› Por Jorge Repiso
Licha y Pedro eran dos hermanos que habitaban juntos en una casa de una planta. Vivían con lo justo, pero a esa edad donde todo está jugado, llevaban las carencias con una sonrisa. Evitemos decir pobreza digna, porque la pobreza no es digna. Todas las noches, uno de los dos tomaba el teléfono y llamaba a la casa de comidas. La conversación era más o menos la misma: cuatro empanadas, a veces cinco que un ciclista les traía al rato. Dos de carne y dos de verdura, un lujo diario, premio para una trayectoria de empleados cumplidores que terminó en mismo día de la jubilación.
El sol casi siempre aparecía en la ventana de Licha. A Pedro en cambio, la penumbra de la parra no lo afectaba. Al fin y al cabo eran dos hermanos que en su vejez seguían tratándose con respeto y cariño como cuando eran jóvenes. Una noche en la que Pedro tomó dos vasitos más de vino le dijo a Licha: “Vos y yo estamos nomás, pero te juro que voy a acompañarte hasta el final”. Se fueron a dormir en silencio y se sintieron dignos. La noche siguiente los esperaba con empanadas y vino común. Los chicos de la pizzería a veces no les cobraban. Fueron dos años de clientes fijos de un lado de la línea. Del otro lado, la parejita de jóvenes juntaba peso a peso para pagar sus cuentas, aunque de vez en cuando dejaban de lado los números para hacer alguna excepción.
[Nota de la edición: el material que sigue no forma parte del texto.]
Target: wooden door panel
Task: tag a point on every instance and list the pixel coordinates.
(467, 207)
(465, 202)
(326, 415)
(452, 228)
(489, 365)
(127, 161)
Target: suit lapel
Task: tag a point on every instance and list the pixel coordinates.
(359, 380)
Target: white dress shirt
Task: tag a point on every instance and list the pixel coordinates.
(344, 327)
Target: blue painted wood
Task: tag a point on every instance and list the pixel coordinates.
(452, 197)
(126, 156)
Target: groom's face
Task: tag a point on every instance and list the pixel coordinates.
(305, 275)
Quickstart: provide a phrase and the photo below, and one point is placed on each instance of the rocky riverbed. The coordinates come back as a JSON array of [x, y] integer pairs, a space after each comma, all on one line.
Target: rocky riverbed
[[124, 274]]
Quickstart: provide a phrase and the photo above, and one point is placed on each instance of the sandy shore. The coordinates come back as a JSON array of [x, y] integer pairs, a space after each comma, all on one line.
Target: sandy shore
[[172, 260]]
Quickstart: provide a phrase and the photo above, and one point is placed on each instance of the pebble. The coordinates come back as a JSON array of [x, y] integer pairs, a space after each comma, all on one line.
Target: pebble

Las nubes amenazaron el barrio de la casa de Licha y Pedro. También amenazaron a la pareja joven y a su negocio. El agua cayó del cielo como desgracia, sin parar, y las calles se transformaron en rabiosos ríos de montaña. Se metió con fuerza en lo de los viejitos y tiró abajo la mesa donde Licha se parapetaba. La anciana desoyó a Pedro y salió por el pasillo a ver qué podía hacer. Le costó llegar a la vereda, esa franja de baldosas de su infancia que ahora ni se veía. Pedro apenas la alcanzó a tomar de una manga pero Licha se fue calle abajo, girando en un remolino de hojas, agua y mugre. Pedro salió detrás de ella, quizá sin esperanzas de salvarla pero con el propósito de cumplir con aquella promesa se dejó llevar. A la mañana siguiente, ella apareció en la calle 16 y él, en la 22, dormidos para siempre.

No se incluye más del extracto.